Nagroda im. Michaela Schumachera
Pione Sisto dysponuje świetnym przyśpieszeniem, choć wydaje się w tej akcji nie musiał nawet wrzucać najwyższego biegu. Mimo to zrobił rajd godny niemieckiego mistrza F1. Wystartował spod własnego pola karnego, minął dwóch rywali, podprowadził piłkę pod szesnastkę przeciwnika i uderzył. Tak strzelił swojego pierwszego gola dla Celty w tej kampanii.
…i minusy
Nagroda psa Pluto na łyżwach
Pierwszy minus tego sezonu ląduje na koncie Javiera Mascherano. W zasadzie zasłużył sobie już występem przeciwko Deportivo Alavés, gdzie zawinił przy oby bramkach dla Basków.

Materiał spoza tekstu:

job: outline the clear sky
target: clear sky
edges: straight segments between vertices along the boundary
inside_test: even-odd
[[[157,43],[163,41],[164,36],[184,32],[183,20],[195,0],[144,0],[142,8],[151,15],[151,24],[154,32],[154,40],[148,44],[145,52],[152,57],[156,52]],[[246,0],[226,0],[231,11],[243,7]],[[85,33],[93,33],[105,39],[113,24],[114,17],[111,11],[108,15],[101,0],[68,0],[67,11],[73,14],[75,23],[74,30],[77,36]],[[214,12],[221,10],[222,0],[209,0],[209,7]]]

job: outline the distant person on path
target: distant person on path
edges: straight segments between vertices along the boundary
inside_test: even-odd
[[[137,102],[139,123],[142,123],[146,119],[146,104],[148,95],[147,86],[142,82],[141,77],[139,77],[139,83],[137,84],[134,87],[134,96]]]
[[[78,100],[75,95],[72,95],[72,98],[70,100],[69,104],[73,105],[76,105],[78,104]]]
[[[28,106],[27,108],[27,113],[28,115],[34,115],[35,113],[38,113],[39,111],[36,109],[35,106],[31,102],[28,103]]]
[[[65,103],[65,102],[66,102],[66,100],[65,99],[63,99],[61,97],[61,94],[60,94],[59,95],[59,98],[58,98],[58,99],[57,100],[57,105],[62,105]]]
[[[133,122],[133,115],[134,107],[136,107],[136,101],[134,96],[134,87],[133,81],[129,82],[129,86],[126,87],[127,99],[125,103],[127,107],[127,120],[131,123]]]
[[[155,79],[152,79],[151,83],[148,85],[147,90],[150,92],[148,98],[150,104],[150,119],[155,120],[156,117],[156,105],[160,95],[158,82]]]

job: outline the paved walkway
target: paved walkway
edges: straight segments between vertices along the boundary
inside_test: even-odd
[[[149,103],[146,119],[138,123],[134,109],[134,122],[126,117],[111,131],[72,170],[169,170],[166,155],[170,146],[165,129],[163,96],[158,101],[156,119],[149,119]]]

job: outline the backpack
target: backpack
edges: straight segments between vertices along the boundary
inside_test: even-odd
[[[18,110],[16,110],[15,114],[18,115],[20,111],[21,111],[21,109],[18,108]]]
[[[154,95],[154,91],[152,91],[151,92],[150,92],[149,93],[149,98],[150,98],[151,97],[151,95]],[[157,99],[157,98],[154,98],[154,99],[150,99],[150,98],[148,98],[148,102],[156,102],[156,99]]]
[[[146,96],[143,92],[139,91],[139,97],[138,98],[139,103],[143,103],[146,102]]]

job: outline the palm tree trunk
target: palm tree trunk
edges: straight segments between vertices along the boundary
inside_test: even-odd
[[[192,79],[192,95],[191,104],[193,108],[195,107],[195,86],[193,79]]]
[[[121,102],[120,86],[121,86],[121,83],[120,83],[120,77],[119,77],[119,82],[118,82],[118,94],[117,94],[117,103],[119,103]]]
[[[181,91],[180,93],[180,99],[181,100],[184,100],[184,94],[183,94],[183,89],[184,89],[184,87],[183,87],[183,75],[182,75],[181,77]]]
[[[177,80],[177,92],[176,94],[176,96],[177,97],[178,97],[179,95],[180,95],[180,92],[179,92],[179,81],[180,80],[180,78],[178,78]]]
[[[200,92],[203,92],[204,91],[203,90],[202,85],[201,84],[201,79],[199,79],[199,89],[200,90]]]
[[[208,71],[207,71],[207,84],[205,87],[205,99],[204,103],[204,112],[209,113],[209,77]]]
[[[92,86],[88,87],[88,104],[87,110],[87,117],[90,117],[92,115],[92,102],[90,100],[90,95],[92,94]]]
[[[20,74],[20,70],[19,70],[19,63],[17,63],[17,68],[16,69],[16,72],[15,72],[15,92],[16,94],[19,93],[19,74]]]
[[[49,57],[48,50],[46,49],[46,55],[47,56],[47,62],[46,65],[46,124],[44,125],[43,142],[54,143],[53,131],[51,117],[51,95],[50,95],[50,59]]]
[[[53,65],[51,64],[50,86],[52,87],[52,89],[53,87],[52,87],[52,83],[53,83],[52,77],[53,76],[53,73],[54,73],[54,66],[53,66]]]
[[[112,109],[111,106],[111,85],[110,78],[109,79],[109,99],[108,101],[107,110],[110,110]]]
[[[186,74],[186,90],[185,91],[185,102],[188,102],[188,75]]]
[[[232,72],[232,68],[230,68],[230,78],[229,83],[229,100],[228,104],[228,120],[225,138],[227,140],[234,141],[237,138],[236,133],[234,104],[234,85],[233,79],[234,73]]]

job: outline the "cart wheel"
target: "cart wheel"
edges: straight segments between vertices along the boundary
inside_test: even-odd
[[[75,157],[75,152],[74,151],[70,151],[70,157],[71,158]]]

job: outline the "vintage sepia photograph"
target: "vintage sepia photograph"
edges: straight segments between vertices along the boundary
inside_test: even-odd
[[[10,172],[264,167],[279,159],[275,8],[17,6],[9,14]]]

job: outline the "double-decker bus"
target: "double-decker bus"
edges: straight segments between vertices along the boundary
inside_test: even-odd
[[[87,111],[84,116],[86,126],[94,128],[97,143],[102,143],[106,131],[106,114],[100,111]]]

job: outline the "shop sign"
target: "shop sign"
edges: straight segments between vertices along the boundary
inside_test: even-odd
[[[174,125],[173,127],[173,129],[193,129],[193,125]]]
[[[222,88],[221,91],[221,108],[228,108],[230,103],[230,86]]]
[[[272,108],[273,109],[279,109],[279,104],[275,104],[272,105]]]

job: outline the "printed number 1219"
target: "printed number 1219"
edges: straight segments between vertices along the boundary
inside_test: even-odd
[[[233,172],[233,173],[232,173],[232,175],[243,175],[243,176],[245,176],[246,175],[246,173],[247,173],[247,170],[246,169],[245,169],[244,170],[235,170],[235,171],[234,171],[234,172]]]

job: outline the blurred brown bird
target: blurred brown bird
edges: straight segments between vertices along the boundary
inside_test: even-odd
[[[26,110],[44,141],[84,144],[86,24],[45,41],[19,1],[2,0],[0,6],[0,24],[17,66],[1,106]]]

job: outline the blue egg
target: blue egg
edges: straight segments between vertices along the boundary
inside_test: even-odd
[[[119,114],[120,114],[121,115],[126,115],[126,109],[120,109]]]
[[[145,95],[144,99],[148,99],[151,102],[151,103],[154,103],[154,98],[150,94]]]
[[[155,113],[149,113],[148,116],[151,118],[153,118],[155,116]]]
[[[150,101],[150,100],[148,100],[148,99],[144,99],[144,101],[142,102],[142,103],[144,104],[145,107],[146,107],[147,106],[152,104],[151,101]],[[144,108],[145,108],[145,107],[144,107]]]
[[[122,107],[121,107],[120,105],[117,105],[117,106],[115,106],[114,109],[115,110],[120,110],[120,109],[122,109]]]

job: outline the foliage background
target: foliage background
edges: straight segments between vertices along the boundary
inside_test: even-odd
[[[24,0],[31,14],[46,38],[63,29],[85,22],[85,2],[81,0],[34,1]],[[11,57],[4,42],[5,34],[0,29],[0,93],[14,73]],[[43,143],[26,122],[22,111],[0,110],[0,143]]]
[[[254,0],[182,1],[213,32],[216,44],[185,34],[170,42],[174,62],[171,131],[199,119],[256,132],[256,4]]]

Najpierw nie upilnował Deyversona, a następnie zainicjował akcję bramkową Ibaia Gómeza, w zasadzie oddając skrzydłowemu piłkę. Na tym jednak Javier nie poprzestał i dołożył zgniłą wisienkę do tego zakalca. W kluczowym momencie niezwykle istotnego starcia z Atlético na Camp Nou, poślizgnął się i wywalił niczym fajtłapowaty bohater kreskówki. Zabrakło jedynie werbla i mocnego uderzenia w talerz, w momencie gdy znalazł się na ziemi. Porównania do Wawrzyniaka już sobie darujemy.
Ołowiane rękawice
Gdzie się podział ten świetny bramkarz z brazylijskiego mundialu? Nawet gdy Guillermo Ochoa występował w Máladze w zastępstwie Kameniego, to po pierwszej katastrofie było już tylko lepiej. Tym razem jest odwrotnie. Po przyzwoitym spotkaniu z Villarrealem Meksykanin zalicza przeważnie gorsze mecze. Fakt, w Granadzie przy tak fatalnej defensywie ma dużo więcej roboty, lecz nie można tym wytłumaczyć takich błędów jak ten.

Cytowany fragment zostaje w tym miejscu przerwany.